By Meghna Bhat on June 14, 2017 · tagged as , ,

New Report on Hate Violence against LGBTQ & HIV affected Individuals

Sexual and domestic violence often intersects with other forms of oppression and hate violence, often encountered and experienced by those individuals with multiple marginal identities such as the lesbian, gay, bisexual, transgender, queer (LGBTQ) and HIV-affected people. Hate violence is manifested through physical violence, verbal and street harassment, sexual violence, and discrimination, and other forms of abuse. Unfortunately, multiple identities such as gender, sexual orientation, racial, ethnic, and immigration status, uniquely impact how LGBTQ and HIV affected survivors experience hate violence and their experiences seeking help and support. With the one year anniversary of the Orlando Pulse nightclub shooting this week, the timely release of this report only seems relevant.

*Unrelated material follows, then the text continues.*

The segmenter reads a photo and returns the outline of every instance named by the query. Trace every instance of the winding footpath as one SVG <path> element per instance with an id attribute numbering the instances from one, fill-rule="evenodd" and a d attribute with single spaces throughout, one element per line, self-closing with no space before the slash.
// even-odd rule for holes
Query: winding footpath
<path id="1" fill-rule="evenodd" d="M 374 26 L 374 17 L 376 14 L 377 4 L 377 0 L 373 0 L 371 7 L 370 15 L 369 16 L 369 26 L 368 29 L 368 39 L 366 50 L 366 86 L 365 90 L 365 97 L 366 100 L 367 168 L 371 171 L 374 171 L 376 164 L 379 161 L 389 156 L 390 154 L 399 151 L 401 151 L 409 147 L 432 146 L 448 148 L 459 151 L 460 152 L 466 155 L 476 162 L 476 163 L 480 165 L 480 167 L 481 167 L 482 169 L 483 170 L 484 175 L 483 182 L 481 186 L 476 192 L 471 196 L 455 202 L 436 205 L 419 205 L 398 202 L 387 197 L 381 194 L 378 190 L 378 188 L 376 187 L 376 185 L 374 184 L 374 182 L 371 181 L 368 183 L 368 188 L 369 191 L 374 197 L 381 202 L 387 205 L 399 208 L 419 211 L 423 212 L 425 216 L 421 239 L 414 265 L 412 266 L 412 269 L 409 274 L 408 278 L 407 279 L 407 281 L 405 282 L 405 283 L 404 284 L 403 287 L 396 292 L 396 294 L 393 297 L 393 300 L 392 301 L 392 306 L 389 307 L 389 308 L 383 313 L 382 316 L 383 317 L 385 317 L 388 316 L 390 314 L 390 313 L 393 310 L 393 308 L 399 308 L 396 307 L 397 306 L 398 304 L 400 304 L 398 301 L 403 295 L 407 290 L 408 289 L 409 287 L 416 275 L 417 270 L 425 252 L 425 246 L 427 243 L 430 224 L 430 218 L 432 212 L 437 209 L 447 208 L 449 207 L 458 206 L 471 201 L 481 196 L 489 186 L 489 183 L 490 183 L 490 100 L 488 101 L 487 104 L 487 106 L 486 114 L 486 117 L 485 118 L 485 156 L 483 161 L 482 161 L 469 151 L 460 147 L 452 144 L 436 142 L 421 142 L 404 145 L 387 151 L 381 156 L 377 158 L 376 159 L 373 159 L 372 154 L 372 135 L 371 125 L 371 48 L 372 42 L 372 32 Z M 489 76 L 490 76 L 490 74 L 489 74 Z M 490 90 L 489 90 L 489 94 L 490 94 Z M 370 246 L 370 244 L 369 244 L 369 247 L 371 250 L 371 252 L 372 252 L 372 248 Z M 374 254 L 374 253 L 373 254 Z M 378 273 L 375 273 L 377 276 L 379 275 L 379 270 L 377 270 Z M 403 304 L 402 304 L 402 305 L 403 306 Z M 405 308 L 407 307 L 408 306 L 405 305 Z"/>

A program of the New York City Anti-Violence Project (NCAVP), the National Coalition of Anti-Violence Programs (AVP) just released the most recent report, the 2016 Report on LGBTQ and HIV-Affected Hate Violence. In 2016, out of 1,036 survivors of hate violence that reported to 12 NCAVP member programs about their experiences, there was a total of 77 hate violence related homicides of LGBTQ and HIV affected individuals recorded by NCAVP. These included the 49 lives lost in the shooting at Pulse nightclub in Orlando, Florida. 2016 was recorded being the deadliest year for the LGBTQ community,

The statistics and the experiences shared in the report are alarming and troubling! We need to urgently find ways to shift the culture and prevent hate violence and other intersectional forms of oppression against the LGBTQ and HIV-affected people.  The report highlights key protective factors for preventing hate violence, out of which few are highlighted here:

  1. Creating safe, inclusive, and respectful work, home and school spaces for LGBTQ and HIV affected individuals.
  2. Due to the increase in hate violence experienced online in 2016 particularly by youth and Latinx survivors, it is necessary to develop resources and programs preventing online harassment.
  3. It is also critical that we center the voices, experiences, vision and leadership of those most affected by hate violence when creating programs and policies in prevention and response, and community strategies to tackle the root causes of hate violence. The unique experiences of those affected by hate violence includes transgender and gender non-confirming individuals, LGBTQ people of color and youth, LGBTQ people with disabilities or undocumented.

To summarize, shifting the culture and preventing hate violence is possible when we recognize historical systems of oppression, support community-based initiatives for healing and trauma-informed spaces, and most importantly, creating a culture that is affirming, inclusive and representative of LGTBQ communities.